Amirtha Kidambi, Maria Grand, Adam O’Farrill, photo Rémi Angeli

Car elle est de tous les titres. Le répertoire défendu est, en effet, celui de la chanson dans son sens le plus noble du terme. Mary Halvorson, compositrice des morceaux, arrangeuse mais aussi auteure des paroles, quitte ici le territoire de l’improvisation libre, dans laquelle on l’a entendue de nombreuses fois, pour une partition ouvragée qui ne laisse rien au hasard. Elle ouvre souvent le sillon musical par des tourneries de cordes graciles et entêtantes mais préfère valoriser l’expressivité des climats posés. Le groupe qui la rejoint rapidement donne de l’ampleur à l’ensemble (belle association trompette / saxophone) et traverse des structures charpentées, complexes mais jamais heurtées, amenées par cette voix puissante.

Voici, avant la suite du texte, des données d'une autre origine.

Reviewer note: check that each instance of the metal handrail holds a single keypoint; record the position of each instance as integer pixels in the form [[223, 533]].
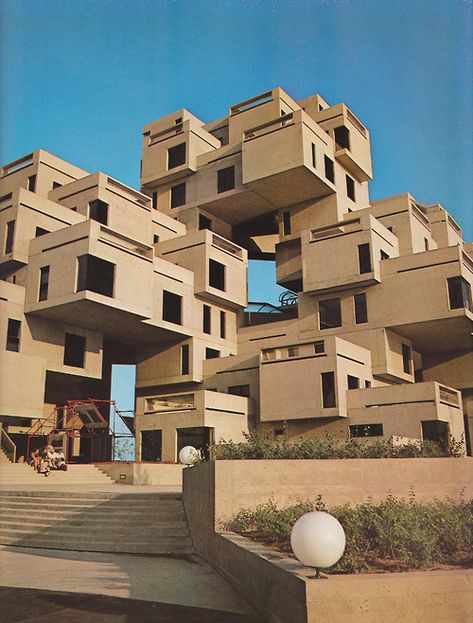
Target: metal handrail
[[7, 445]]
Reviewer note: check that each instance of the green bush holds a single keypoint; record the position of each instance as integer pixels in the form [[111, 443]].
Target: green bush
[[264, 446], [395, 534]]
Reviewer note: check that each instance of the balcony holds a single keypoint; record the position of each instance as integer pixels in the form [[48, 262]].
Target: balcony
[[283, 159], [401, 409], [345, 254]]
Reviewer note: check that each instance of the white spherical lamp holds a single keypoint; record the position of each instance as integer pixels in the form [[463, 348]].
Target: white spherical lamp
[[318, 540], [189, 455]]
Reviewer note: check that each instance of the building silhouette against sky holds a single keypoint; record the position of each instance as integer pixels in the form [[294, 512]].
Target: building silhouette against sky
[[372, 339]]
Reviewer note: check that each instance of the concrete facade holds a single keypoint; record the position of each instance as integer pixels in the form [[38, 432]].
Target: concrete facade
[[377, 338]]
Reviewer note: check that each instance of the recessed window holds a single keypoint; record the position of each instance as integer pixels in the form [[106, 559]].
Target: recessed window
[[98, 211], [286, 223], [211, 353], [74, 350], [217, 275], [96, 275], [206, 316], [204, 222], [406, 358], [239, 390], [172, 307], [13, 335], [41, 232], [350, 187], [314, 156], [364, 258], [176, 156], [226, 179], [185, 359], [10, 233], [366, 430], [342, 137], [459, 293], [353, 382], [361, 309], [319, 347], [178, 195], [43, 283], [223, 325], [329, 169], [328, 390], [330, 314]]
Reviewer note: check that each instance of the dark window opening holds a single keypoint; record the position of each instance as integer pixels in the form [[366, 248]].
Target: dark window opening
[[206, 319], [176, 156], [43, 283], [364, 258], [185, 359], [178, 195], [151, 445], [366, 430], [205, 222], [212, 353], [459, 293], [328, 390], [286, 223], [98, 211], [329, 169], [9, 237], [217, 275], [13, 335], [342, 137], [319, 347], [350, 187], [41, 232], [239, 390], [330, 314], [226, 179], [96, 275], [223, 325], [406, 358], [361, 308], [172, 307], [74, 350], [314, 156], [353, 382]]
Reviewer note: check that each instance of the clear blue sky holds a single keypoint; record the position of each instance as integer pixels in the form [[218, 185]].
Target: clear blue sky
[[81, 77]]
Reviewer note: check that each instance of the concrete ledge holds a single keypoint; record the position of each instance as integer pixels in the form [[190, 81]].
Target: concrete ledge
[[165, 474]]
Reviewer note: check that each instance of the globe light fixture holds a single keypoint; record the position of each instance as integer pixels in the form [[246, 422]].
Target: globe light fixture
[[318, 540], [189, 455]]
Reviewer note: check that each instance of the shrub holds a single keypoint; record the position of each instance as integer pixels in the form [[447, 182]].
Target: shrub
[[394, 534], [264, 446]]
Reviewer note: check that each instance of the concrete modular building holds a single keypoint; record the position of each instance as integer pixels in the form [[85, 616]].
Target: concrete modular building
[[377, 338]]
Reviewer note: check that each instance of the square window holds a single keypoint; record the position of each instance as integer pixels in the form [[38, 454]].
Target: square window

Si, les tonalités suavement acides méritent plusieurs écoutes - ce que n’épuise pas ce seul concert - les regards des musiciens collés à leurs partitions ont sans doute manqué d’un peu de lâcher-prise à cette prestation appliqué. Ne soyons pas trop dur et nuançons la nuance : deux raisons à cela. Mary Halvorson pourrait se contenter de “vendre” le projet de son disque. Or, elle a depuis écrit de nouvelles chansons - ce sont elles que nous entendons qui n’ont encore jamais été trop interprétées. Par ailleurs, le démarrage d’une tournée de plusieurs jours n’a pas permis une installation immédiate dans le confort des habitudes.
Halvorson n’étant pas du genre à mettre le feu à sa guitare après avoir détruit son ampli, il faut aller vers elle mais, en retour, ce déplacement est gage d’une générosité qu’il serait dommage de rater.